Lamberti does a competent job of underscoring McLuhan’s interest in Modernist writers and ancient rhetoric (though her exploration of the latter’s current influence on McLuhan’s understanding of advertising is disappointingly limited), but seems to overstate his paradigmatic literary “humanism”—a term that she employs equivocally by misconflating McLuhan’s background in the literary “humanities” with a human-centric (i.e. anthropocentric) philosophy. From the outset, Lamberti’s methodology is therefore highly problematic.

There is a case to be made for McLuhan’s philosophical humanism, but it would require more nuanced optics than Lamberti provides. InExits to the Posthuman Future, Arthur Kroker, following German media theorist Friedrich Kittler’s lead, adumbrates McLuhan’s Catholic “humanistic” valences with a great deal more sensitivity to both the myriad influences that McLuhan synthesizes and the extent to which his ideas remain irreducible to them.

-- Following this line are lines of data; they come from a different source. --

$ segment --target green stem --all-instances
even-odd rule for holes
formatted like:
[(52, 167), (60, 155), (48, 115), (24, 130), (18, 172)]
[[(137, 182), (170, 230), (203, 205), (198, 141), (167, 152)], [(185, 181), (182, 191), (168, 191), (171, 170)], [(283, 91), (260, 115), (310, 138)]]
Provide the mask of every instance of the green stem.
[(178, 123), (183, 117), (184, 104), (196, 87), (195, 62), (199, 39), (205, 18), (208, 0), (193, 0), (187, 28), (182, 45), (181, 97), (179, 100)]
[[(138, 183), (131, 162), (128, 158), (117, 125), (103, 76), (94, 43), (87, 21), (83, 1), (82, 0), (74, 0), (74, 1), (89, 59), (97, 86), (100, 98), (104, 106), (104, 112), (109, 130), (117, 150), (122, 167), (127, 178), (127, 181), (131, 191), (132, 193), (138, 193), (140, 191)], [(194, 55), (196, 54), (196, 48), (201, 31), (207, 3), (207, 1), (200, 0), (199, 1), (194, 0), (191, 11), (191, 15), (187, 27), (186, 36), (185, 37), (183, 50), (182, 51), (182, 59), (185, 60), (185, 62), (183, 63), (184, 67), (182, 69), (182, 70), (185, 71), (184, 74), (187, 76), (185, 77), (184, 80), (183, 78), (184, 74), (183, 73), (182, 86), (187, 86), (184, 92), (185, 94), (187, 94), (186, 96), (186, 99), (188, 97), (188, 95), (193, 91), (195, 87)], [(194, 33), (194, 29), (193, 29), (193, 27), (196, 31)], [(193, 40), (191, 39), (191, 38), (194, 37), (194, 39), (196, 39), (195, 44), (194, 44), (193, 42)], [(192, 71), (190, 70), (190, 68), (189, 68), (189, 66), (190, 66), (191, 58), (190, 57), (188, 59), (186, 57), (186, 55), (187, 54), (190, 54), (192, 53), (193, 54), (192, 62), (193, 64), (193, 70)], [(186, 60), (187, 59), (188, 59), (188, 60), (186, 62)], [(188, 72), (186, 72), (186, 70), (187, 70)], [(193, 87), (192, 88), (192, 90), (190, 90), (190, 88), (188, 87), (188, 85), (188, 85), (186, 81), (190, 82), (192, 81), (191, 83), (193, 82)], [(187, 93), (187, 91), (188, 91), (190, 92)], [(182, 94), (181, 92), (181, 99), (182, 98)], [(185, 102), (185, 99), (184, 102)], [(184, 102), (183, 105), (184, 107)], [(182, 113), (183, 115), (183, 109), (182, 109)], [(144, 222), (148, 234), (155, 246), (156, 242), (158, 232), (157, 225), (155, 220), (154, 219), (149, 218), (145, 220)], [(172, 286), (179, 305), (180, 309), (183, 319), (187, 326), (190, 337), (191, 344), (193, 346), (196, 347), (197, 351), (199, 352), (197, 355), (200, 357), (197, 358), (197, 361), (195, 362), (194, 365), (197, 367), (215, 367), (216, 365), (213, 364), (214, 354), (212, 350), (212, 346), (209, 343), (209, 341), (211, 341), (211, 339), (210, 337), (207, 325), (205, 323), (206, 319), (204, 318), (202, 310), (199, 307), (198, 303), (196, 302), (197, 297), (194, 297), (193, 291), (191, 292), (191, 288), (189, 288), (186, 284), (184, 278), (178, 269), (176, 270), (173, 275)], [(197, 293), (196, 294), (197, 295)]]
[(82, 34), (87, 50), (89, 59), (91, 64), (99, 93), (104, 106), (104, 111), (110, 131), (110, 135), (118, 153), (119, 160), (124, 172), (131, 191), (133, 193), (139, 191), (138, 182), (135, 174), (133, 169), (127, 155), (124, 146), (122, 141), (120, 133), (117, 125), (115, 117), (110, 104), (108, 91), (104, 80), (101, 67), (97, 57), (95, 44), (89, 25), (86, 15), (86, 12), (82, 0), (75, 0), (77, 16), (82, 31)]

This by no means settles the matter. In an equally intricate account, Richard Cavell’s McLuhan in Space situates McLuhan as not a humanist but a post-humanist whose work gestures forward towards the likes of Baudrillard, Lefebvre, and Kittler far more powerfully than it harks back to its literary Modernist forebears (whose influence Cavell also traces).

Still, Lamberti’s excavation of McLuhan’s engagement with Modernist writers like Joyce, Elliott, and Pound persuasively makes the case for their profound influence on McLuhan’s ideas. But her arbitrarily circumscribed “rear-view mirror” approach to her subject matter overlooks the various ways that McLuhan’s myriad ideas about the emerging mediasphere both emerge out of a particular aesthetic-political-mediatic milieu and transcend any one set of literary or philosophical influences.

As both a backward-looking attempt to account for McLuhan’s putative “humanism” and a forward-looking attempt to argue for his work’s continued relevance to thinking through, with, and about media,McLuhan’s Mosaic would fare better if Lamberti loosened the causal chain she imputes to McLuhan’s own academic Bildung narrative and located his work within a broader epochal moment. To her credit, she occasionally makes promising gestures in this direction, for instance when she meticulously distinguishes McLuhan’s “mosaic” from the “hypertext” with which it is usually conflated.

Stylistically speaking, this book also suffers from a number of intractable impediments. Lamberti’s autobiographical insertions and apostrophic addresses to the reader detract from the text’s readability. And, as a modified translation of an earlier book, Marshall McLuhan: Tra Letteratura, Arte e Media, which she wrote in Italian in 2000, it reads unevenly and requires more stylistic calibration to the English vernacular.